Pour réussir, le nouveau Premier ministre doit renforcer ses relations avec les membres de son parti et s’attirer les faveurs de l’opposition, estime Sivamurugan Pandian, un analyste de l’université des sciences de Malaisie consulté par Nikkei Asia. Ismail Sabri “devrait envisager de travailler avec Anwar Ibrahim, non seulement pour mettre en place le plan de relance [pour répondre à la crise du Covid], mais aussi pour s’assurer une base de soutien suffisante si un vote de confiance a lieu.” Et ainsi éviter le sort de son prédécesseur.
Face à la crise, la nécessité d’une trêve politique
Même son de cloche dans le New Straits Times, sous la plume du commentateur et scénariste Rohiman Haroon. Ce dernier appelle également le nouveau Premier ministre à travailler avec l’opposition, condition essentielle à ses yeux pour regagner la confiance des Malaisiens “La vie n’est pas facile pour un grand nombre d’entre nous, confrontés à la perte de leur emploi et à une perte de revenus liée à la pandémie, sans parler de l’augmentation du nombre de cas et de décès.” Le gouvernement devra donc faire “un effort herculéen pour normaliser la situation.”
En outre, “le peuple est fatigué des jeux politiques”, insiste l’auteur. Il est donc essentiel que le gouvernement s’applique à assurer une réconciliation avec l’opposition pour mettre un terme aux désaccords qui durent depuis les dernières élections.

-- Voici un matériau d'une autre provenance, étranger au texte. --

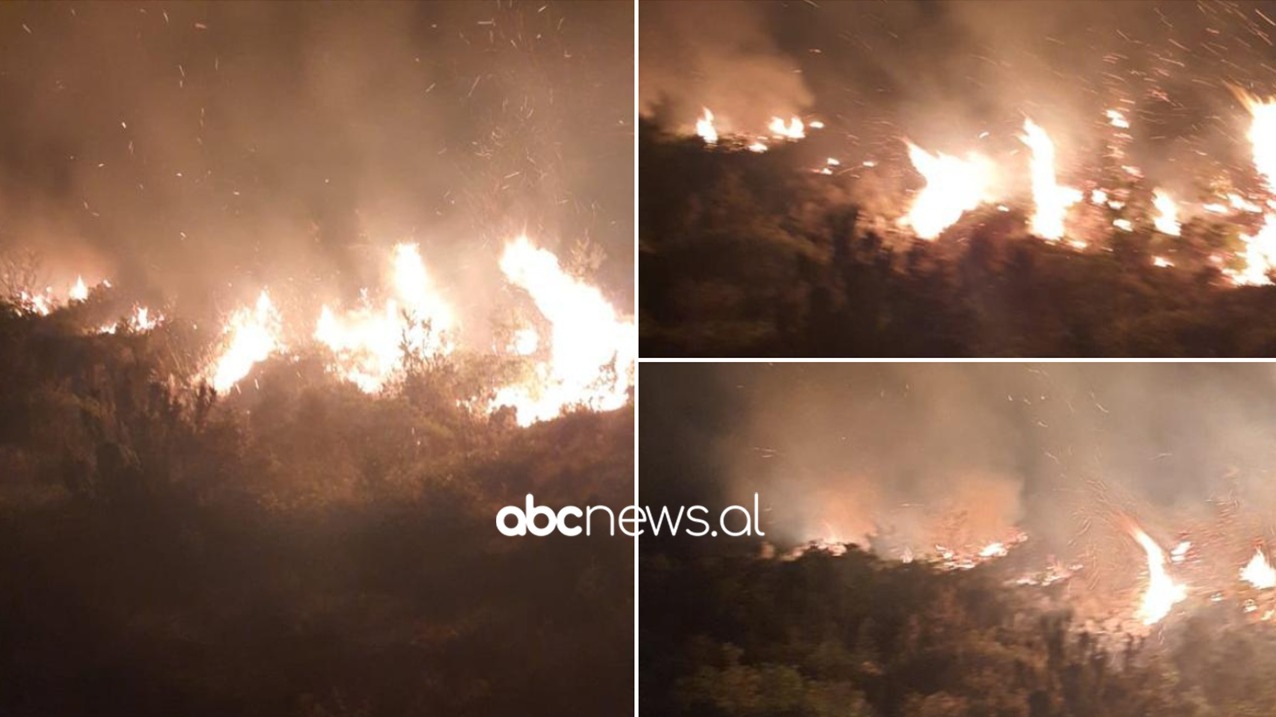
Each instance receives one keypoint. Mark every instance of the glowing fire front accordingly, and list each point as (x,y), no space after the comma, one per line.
(1260,253)
(953,186)
(704,128)
(369,342)
(1050,200)
(1163,593)
(1258,572)
(591,354)
(252,336)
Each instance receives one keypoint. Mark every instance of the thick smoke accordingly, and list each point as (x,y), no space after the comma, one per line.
(909,456)
(962,75)
(719,55)
(203,151)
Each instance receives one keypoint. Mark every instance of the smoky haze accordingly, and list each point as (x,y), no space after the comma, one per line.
(942,74)
(198,152)
(915,454)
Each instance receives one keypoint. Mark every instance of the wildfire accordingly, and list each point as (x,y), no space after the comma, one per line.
(994,550)
(1163,592)
(591,354)
(953,186)
(1050,199)
(253,334)
(793,129)
(1117,119)
(1166,220)
(1260,255)
(1260,573)
(79,292)
(369,343)
(704,128)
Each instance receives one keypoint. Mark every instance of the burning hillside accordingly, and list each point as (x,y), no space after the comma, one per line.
(1133,496)
(585,357)
(1106,138)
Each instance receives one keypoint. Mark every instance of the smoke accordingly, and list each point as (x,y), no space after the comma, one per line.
(911,456)
(719,55)
(962,75)
(199,152)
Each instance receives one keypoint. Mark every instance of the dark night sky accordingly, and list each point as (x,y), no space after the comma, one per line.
(200,151)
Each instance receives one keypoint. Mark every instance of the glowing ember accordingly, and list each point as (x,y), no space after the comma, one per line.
(369,342)
(591,354)
(79,292)
(1052,200)
(1166,220)
(1260,573)
(794,129)
(953,186)
(1163,592)
(704,128)
(253,334)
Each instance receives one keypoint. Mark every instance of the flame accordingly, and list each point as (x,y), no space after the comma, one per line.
(142,320)
(794,129)
(38,304)
(369,343)
(1260,254)
(704,128)
(1260,573)
(1052,200)
(994,550)
(1163,592)
(253,334)
(1180,551)
(79,292)
(591,348)
(526,341)
(953,186)
(1166,220)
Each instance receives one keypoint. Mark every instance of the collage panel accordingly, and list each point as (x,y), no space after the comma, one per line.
(297,301)
(925,540)
(956,179)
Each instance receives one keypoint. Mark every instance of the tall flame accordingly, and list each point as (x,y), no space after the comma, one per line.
(1050,199)
(1166,220)
(1163,592)
(591,348)
(79,292)
(953,186)
(704,128)
(1260,573)
(1260,254)
(253,334)
(369,342)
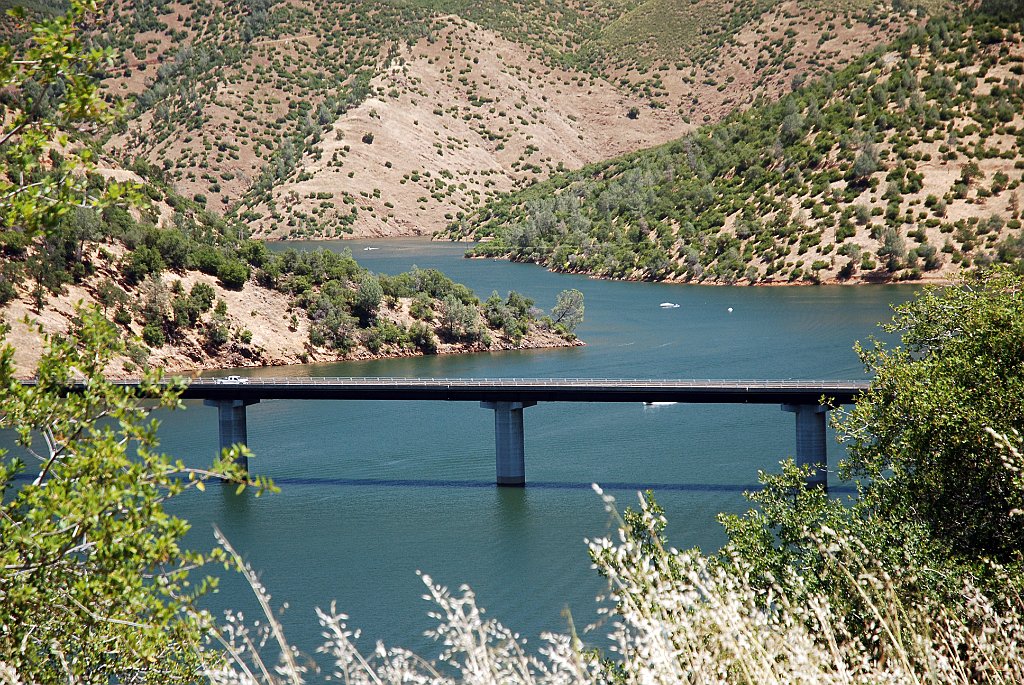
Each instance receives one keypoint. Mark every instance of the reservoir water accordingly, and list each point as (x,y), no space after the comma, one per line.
(372,491)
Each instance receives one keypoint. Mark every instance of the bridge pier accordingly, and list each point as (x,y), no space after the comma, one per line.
(812,446)
(510,462)
(231,424)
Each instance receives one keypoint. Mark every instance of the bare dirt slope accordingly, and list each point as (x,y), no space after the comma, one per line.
(271,122)
(459,120)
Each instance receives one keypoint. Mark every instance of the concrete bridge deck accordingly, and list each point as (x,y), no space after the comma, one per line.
(809,400)
(528,389)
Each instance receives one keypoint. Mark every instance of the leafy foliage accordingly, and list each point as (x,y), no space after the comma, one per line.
(94,584)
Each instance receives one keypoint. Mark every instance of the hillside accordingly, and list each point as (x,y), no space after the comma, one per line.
(189,292)
(369,118)
(905,165)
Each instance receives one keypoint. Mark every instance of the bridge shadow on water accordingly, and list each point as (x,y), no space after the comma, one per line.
(531,484)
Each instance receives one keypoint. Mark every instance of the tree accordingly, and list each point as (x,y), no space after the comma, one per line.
(368,297)
(459,319)
(919,434)
(567,311)
(893,250)
(94,585)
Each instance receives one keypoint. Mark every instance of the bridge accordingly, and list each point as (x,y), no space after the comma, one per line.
(808,399)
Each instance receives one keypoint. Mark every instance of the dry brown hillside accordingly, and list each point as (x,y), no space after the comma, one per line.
(365,119)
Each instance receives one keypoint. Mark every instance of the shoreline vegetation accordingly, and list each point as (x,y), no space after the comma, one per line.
(322,307)
(902,166)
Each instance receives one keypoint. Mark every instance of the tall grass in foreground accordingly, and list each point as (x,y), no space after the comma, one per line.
(681,617)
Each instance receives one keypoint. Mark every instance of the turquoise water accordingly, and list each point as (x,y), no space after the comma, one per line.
(372,491)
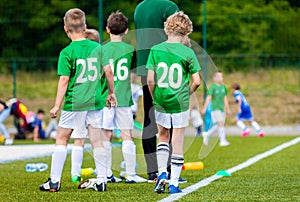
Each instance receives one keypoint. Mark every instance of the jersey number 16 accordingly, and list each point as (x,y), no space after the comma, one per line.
(121,70)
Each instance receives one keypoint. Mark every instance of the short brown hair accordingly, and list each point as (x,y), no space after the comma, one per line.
(236,86)
(74,20)
(178,24)
(117,22)
(92,34)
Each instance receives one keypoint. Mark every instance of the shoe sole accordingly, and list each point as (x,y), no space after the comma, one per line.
(160,188)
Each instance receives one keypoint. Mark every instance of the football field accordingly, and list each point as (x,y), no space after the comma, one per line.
(263,169)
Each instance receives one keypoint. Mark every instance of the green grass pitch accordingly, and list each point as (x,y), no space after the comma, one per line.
(275,178)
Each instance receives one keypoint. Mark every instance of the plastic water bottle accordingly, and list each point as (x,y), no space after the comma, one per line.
(87,171)
(193,166)
(36,167)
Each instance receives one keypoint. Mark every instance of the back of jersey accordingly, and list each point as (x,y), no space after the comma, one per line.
(81,61)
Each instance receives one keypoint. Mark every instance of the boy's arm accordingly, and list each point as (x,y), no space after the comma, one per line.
(226,105)
(239,105)
(207,100)
(151,81)
(111,98)
(195,82)
(61,91)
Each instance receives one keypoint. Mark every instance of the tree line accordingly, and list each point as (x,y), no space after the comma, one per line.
(35,28)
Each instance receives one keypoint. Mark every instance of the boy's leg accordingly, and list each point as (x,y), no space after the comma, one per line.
(177,159)
(107,134)
(241,125)
(149,130)
(129,152)
(162,149)
(162,153)
(257,128)
(100,154)
(76,159)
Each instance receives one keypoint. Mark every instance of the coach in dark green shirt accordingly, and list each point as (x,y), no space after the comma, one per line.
(149,18)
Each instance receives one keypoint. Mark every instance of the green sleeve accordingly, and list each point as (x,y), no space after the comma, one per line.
(64,64)
(151,61)
(211,90)
(194,65)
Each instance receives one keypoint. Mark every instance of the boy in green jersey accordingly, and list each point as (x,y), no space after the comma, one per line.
(170,65)
(217,94)
(79,138)
(79,67)
(120,56)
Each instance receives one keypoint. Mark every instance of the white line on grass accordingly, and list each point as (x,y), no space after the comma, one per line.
(207,181)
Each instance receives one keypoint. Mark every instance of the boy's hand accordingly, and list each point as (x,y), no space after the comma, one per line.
(54,111)
(203,111)
(228,112)
(186,41)
(111,100)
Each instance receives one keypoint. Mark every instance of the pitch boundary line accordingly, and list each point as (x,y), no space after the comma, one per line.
(207,181)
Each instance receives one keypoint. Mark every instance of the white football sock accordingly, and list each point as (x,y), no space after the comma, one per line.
(212,131)
(176,166)
(58,160)
(222,134)
(76,160)
(241,125)
(108,148)
(128,150)
(256,126)
(100,158)
(162,154)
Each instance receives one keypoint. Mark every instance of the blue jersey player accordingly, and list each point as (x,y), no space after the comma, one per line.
(244,112)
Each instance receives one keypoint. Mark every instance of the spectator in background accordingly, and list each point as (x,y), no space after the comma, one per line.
(4,114)
(244,112)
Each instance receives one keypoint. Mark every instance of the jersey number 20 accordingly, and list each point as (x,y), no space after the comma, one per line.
(169,72)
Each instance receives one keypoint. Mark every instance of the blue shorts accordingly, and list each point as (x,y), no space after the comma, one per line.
(245,115)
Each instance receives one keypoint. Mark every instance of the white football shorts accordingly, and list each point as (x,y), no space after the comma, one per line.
(178,120)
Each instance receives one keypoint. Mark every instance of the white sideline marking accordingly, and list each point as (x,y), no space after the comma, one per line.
(207,181)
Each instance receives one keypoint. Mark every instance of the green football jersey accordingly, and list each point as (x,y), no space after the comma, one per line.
(173,63)
(81,61)
(120,57)
(217,94)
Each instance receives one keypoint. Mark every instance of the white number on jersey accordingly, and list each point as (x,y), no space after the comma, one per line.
(170,74)
(122,69)
(87,65)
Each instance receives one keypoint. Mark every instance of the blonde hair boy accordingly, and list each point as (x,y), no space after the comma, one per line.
(170,66)
(80,110)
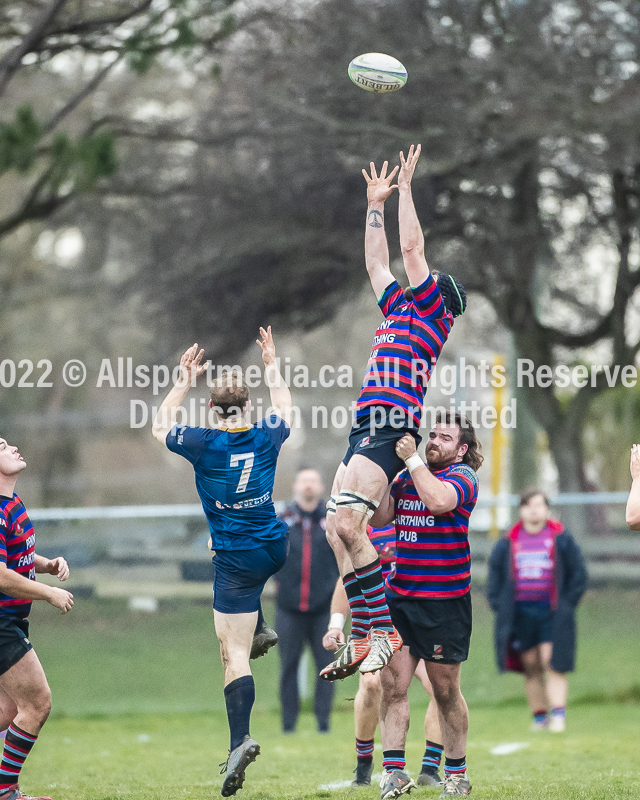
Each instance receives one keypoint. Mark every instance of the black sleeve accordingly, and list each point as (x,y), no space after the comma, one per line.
(496,573)
(575,571)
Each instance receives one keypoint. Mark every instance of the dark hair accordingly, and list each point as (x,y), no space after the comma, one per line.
(473,457)
(229,394)
(530,493)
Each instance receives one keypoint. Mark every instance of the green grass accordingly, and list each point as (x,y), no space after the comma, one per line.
(139,713)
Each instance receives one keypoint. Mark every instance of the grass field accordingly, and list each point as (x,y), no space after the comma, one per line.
(139,713)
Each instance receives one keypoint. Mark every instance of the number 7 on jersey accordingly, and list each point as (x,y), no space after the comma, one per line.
(246,470)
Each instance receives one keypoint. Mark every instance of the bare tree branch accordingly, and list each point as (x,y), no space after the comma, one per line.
(10,64)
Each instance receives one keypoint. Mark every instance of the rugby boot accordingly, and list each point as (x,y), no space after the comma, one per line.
(362,773)
(429,778)
(456,786)
(395,783)
(235,766)
(350,655)
(383,646)
(263,640)
(14,792)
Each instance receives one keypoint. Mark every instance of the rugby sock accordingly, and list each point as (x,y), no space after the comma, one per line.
(358,606)
(393,759)
(239,696)
(455,766)
(540,716)
(17,746)
(372,587)
(364,750)
(432,757)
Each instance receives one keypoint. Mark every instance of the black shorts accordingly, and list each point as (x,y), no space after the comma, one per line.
(378,444)
(14,641)
(532,625)
(436,630)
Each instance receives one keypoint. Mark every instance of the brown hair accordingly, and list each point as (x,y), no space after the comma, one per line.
(530,493)
(229,394)
(473,457)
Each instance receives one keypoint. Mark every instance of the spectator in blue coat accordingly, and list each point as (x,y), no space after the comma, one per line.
(536,579)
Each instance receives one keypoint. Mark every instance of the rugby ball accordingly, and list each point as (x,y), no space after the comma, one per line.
(377,72)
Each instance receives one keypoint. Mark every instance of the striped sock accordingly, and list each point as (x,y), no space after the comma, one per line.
(364,750)
(540,716)
(358,606)
(455,766)
(372,587)
(393,759)
(432,757)
(17,746)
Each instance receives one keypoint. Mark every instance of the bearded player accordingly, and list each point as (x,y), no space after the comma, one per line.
(405,349)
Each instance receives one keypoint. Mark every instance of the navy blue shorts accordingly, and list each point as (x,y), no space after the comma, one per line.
(239,576)
(378,444)
(14,641)
(532,625)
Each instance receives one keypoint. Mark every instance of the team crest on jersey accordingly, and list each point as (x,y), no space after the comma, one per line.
(466,470)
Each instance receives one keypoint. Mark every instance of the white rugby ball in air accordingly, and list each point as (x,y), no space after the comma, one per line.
(377,72)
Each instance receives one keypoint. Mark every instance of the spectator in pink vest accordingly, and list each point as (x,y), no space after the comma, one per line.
(536,579)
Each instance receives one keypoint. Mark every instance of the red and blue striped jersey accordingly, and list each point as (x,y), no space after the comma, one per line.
(432,551)
(384,541)
(17,550)
(404,350)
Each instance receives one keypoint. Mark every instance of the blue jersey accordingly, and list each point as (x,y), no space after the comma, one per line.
(235,471)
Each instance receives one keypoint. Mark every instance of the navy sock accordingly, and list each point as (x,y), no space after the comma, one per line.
(239,697)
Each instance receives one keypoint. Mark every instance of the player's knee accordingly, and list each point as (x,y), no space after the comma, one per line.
(39,704)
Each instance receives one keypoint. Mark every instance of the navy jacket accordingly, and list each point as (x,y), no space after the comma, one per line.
(570,584)
(308,578)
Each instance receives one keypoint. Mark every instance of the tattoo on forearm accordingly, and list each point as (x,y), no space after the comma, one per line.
(374,222)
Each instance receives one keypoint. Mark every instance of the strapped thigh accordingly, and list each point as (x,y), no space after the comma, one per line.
(357,502)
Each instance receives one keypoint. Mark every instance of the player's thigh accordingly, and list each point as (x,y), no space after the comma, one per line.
(545,650)
(364,476)
(421,675)
(235,631)
(445,680)
(25,683)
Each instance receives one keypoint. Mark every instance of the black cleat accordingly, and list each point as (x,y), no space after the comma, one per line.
(429,778)
(362,773)
(263,640)
(235,766)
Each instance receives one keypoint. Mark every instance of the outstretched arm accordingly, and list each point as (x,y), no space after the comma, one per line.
(376,250)
(190,369)
(633,503)
(279,391)
(411,236)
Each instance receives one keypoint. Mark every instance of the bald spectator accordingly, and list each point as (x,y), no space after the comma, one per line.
(305,587)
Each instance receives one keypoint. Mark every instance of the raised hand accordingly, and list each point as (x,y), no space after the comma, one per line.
(59,567)
(191,368)
(407,168)
(379,187)
(267,346)
(61,598)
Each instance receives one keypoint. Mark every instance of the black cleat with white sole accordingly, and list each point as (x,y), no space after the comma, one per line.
(235,766)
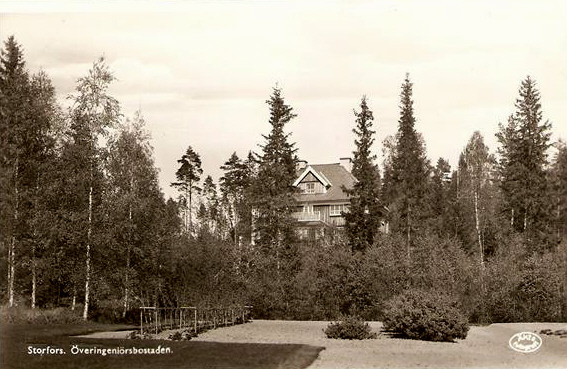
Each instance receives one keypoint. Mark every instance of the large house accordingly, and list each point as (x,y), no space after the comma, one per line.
(321,198)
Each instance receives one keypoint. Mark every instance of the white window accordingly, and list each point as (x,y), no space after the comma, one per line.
(335,210)
(310,187)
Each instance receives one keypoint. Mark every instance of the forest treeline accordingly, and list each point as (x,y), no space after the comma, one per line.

Un appel à travailler avec l’opposition également lancé par deux groupes d’intérêts économiques, rapporte le site Malay Mail. Selon la Chambre de commerce sino-malaisienne et Dewan Perdagangan Islam Malaysia, il est essentiel que les partis arrivent à un accord pour soutenir le gouvernement durant un minimum de douze à dix-huit mois pour assurer la mise en place et l’efficacité des politiques. L’absence de stabilité pourrait causer de lourds préjudices au pays et l’empêcher de sortir de la crise liée à la pandémie, arguent les deux lobbys.